第22章 ゲレンデに溶ける恋 ☆
「おい」
そう声をかけ、わたしの腕を握る男の手を振り払い、わたしの背中の後ろに隠したのは、大好きな陣平くん。
「俺の彼女に触んなよ」
「んだよ。男いるならそう言えよ」
「行こうぜ」
どうやらただ一緒に遊ぶ女の子を捕まえたかっただけらしい。
その男たちは陣平くんを見ると、あっさりとわたしから興味を外し、撤退して行った。
「陣平くんー!かっこいい!!」
呑気にそう言いながら陣平くんに抱きつくわたしを、呆れた顔をして睨んだ。
「こンのバカ!!!」
陣平くんの怒号がわたしの耳をキーーンと鳴らし、わたしは思わず耳を塞いだ。
「かっこいいって褒めたのに!」
「ああ言うのは最初から返事せずに無視しろ!
…無防備なんだよ…お前は」
「…でも、陣平くんが助けてくれるでしょ?」
さも当然。
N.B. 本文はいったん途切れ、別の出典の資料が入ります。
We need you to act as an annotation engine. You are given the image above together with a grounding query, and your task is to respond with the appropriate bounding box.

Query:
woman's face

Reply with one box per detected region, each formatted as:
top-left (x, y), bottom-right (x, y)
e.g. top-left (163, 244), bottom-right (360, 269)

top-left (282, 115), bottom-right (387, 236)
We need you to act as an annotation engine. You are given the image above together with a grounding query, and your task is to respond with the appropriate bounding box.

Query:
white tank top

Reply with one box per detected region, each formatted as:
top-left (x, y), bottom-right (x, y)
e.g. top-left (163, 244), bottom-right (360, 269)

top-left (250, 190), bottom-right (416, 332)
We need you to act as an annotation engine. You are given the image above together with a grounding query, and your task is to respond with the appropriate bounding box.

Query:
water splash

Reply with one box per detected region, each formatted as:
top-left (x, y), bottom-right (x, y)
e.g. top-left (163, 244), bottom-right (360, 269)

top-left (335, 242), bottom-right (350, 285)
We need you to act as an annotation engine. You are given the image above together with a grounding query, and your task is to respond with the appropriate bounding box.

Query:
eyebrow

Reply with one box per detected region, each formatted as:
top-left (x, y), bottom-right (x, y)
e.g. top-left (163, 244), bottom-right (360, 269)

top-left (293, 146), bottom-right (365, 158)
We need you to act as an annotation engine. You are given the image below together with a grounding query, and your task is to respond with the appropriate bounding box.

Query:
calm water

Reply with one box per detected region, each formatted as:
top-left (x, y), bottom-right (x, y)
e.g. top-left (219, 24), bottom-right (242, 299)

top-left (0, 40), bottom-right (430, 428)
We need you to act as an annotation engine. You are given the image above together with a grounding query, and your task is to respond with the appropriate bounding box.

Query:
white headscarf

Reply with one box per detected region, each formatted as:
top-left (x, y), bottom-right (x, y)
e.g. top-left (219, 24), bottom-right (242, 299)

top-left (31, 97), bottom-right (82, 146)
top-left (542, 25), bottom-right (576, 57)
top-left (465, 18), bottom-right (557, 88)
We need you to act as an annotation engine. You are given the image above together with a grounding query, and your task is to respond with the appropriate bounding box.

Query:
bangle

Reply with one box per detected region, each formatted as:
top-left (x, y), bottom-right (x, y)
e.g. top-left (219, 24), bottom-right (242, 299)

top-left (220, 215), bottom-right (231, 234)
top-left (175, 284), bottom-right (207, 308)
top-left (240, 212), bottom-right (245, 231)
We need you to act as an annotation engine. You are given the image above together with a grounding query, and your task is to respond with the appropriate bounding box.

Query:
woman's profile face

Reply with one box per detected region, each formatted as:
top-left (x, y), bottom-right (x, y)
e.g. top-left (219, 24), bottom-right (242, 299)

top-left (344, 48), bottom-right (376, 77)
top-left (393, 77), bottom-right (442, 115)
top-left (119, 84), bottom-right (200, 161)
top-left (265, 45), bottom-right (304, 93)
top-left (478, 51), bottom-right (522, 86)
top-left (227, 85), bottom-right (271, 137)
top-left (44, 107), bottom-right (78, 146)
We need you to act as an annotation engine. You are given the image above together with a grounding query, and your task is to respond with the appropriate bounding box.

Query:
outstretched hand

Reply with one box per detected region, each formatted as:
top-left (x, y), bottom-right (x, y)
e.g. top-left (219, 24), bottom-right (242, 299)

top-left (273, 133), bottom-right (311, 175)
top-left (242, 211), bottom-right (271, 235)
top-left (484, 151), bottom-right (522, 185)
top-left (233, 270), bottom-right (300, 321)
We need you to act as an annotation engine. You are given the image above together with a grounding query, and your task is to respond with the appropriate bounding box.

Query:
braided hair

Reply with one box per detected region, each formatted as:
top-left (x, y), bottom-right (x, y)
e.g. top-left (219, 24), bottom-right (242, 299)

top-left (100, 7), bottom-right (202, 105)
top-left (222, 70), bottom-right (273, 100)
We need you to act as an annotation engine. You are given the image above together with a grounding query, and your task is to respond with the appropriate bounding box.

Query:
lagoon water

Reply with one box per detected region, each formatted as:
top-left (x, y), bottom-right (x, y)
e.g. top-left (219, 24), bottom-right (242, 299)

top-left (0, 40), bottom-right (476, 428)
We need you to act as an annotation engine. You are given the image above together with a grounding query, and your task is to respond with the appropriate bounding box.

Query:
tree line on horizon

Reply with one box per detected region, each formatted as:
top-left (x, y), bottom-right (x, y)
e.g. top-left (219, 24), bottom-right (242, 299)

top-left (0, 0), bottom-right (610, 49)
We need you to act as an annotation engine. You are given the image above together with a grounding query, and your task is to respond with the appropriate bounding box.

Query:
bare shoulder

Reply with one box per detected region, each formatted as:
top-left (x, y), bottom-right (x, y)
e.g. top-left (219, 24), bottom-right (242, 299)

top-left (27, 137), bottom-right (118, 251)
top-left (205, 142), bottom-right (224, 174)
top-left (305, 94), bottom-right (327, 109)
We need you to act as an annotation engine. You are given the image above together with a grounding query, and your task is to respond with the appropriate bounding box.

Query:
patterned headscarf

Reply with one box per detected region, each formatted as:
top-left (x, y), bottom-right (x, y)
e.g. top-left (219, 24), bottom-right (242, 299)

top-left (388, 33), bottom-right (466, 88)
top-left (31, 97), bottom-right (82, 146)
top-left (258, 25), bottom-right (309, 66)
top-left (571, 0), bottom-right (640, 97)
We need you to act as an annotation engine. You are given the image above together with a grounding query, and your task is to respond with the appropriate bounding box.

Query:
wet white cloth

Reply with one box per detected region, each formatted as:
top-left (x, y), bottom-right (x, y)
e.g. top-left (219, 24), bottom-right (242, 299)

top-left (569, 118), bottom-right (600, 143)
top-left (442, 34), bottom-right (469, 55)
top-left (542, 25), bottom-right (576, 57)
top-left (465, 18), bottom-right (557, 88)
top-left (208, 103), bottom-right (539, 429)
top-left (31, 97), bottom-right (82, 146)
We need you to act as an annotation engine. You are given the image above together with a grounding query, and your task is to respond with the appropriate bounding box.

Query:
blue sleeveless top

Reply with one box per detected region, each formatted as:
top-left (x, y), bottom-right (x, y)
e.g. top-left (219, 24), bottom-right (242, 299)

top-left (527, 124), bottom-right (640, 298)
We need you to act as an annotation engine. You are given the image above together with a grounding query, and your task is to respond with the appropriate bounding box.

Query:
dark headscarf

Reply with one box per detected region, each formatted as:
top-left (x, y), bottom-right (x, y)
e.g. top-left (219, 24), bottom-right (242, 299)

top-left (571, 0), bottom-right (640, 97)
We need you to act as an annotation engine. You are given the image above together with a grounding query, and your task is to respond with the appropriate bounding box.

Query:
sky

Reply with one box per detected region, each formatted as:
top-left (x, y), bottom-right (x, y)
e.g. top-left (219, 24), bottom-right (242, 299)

と笑うわたしを見て陣平くんが深いため息を吐いた。
「はあ…いや、そうだけどよぉ…
少しは危機感ってヤツを覚えてくれ…」
「わかったよ…そんなに怒らないで?
助けてくれてありがとう。
怒るのやめて一緒にスノボ楽しもう?」
ね?と陣平くんの顔を覗き込むと、陣平くんはわたしの頭をわしゃわしゃと撫でた。
「その顔、卑怯だって」
「その顔ってどれ?!」
「あー。もう、いい。
行くぞ、ボード教えてやるから」
わたしの疑問の答えは与えてくれず、陣平くんはわたしの手を引いた。
そしてわたしたちは、ホテルの出入り口からゲレンデへと足を運んで行った。